The assets for Chop Chop, a Unity Open Project, were packaged using the Addressables system for all loading and unloading. See Packaging content with Addressable Assets | Open Projects Devlog for a walkthrough of the structure and setup of configuring the Addressables bundles.

In the Chop Chop project, the only scene loaded by default, the Initialization scene, was configured to use AssetReferences instead of direct links to assets in the project (scenes, prefabs, and so on).

The source code for the Unity Open Project: Chop Chop is available at GitHub. Although the project is no longer in development, the git repo and documentation is still available.

Third-party plugins

If you use third-party plugins, such as those in the Unity Asset Store, make sure you review the folders and remove unnecessary assets from Resources folders. During the build process, Unity collects all assets that are included in Resources folders and packages them in a single bundle that is accessible at runtime. This can add bloat to the final package, and is often not needed.

To quickly locate all resources folders, search for Resources in the Project panel. You can then select each one to identify what it contains and whether it is necessary for your game.

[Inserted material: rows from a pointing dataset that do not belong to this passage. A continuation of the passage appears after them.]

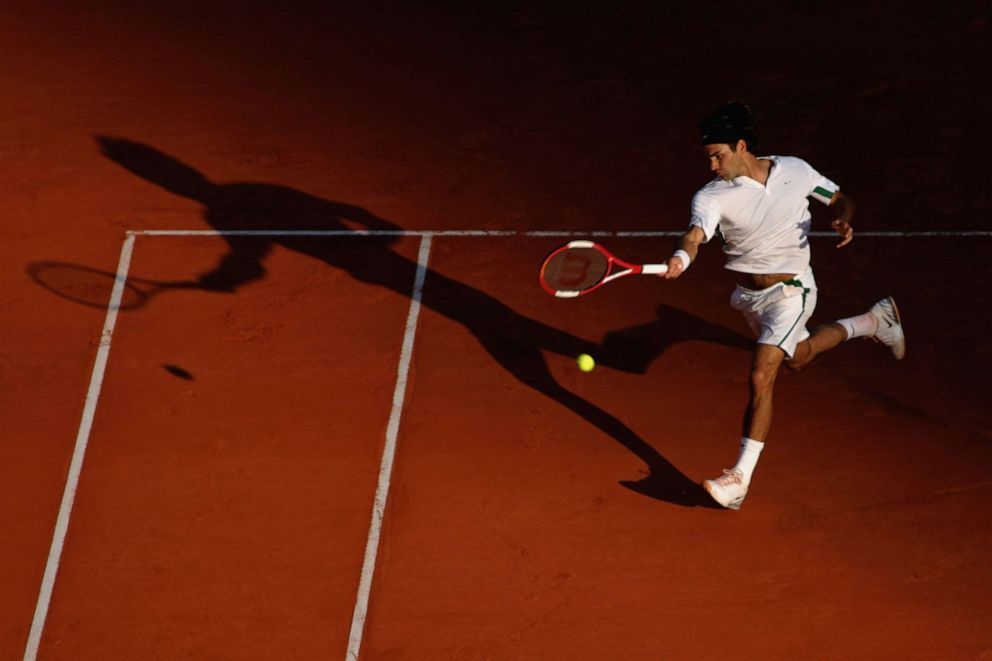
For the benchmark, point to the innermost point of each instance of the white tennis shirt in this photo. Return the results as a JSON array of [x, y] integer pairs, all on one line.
[[764, 227]]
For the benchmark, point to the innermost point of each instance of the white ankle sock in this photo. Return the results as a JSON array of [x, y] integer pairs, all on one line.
[[748, 459], [864, 325]]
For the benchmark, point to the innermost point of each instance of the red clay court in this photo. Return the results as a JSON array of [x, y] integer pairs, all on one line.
[[367, 438]]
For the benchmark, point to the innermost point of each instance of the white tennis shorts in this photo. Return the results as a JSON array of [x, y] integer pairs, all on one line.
[[778, 314]]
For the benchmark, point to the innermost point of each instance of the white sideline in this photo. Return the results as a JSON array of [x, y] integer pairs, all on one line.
[[388, 455], [489, 233], [78, 454]]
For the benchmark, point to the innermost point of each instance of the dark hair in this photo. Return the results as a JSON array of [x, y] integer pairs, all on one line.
[[729, 123]]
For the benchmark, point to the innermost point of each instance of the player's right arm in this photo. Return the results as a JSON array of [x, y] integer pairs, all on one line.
[[688, 243]]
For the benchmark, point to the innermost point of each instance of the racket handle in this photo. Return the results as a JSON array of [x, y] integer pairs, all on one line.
[[654, 269]]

Figure 7. There might be multiple Resources folders lurking in the folders downloaded from Unity Asset Store. Clean those up to avoid having them packaged in your application bundle.

Publish and maintain

When you are ready to launch your mobile game, decide who you want to release to, how to do alpha and beta testing, and how to monitor and track performance after launch.

Analyze feedback from a limited release

You can launch to a limited, targeted audience and perform larger-scale beta testing, or activate your game for full availability in all markets. With a limited release, you can tune your application performance based on a wider live audience and collection of devices.

For example, you can use Android Performance Tuner for Unity and Google Analytics for Unity to get insights about your application performance and trends of players, from which your development team can tune and push updates. You might also use your analytics data to plan sequels or related games in a similar genre.

Alpha and beta test

After you set up your application profile in Google Play Console, you can prepare public alpha and beta test builds and distribute them to a limited audience for pre-launch review. By launching to a limited audience, you can work out any final issues with a larger pool of devices and gather initial feedback that you can respond to before going live in a global release.

Your Unity builds are distributed through Android App Bundles. For information, see the Manual: Delivering to Google Play from Unity, which also describes the changes from APK files to the AAB format.

Monitor and track

During the liveops and distribution phase of your game, you can use Android Vitals to help track down performance issues on devices that you might not have had access to during development and testing. For details, watch What's new for games in Reach and devices and Android vitals.

Often larger development teams have unique and custom game telemetry pipelines that provide metrics related to device performance. Remember to take advantage of the Android Performance Tuner (APT) and the corresponding Unity plugin to dial-in metrics related to frame rates, graphical fidelity, loading time and loading abandonment. Follow the step-by-step guide in Integrating Android Performance Tuner into your Unity game.

The lifecycle of your game does not stop after you go live. Monitoring, maintaining, and responding to performance and feedback are critical to happy users, positive reviews, and ultimate adoption of your game across all markets.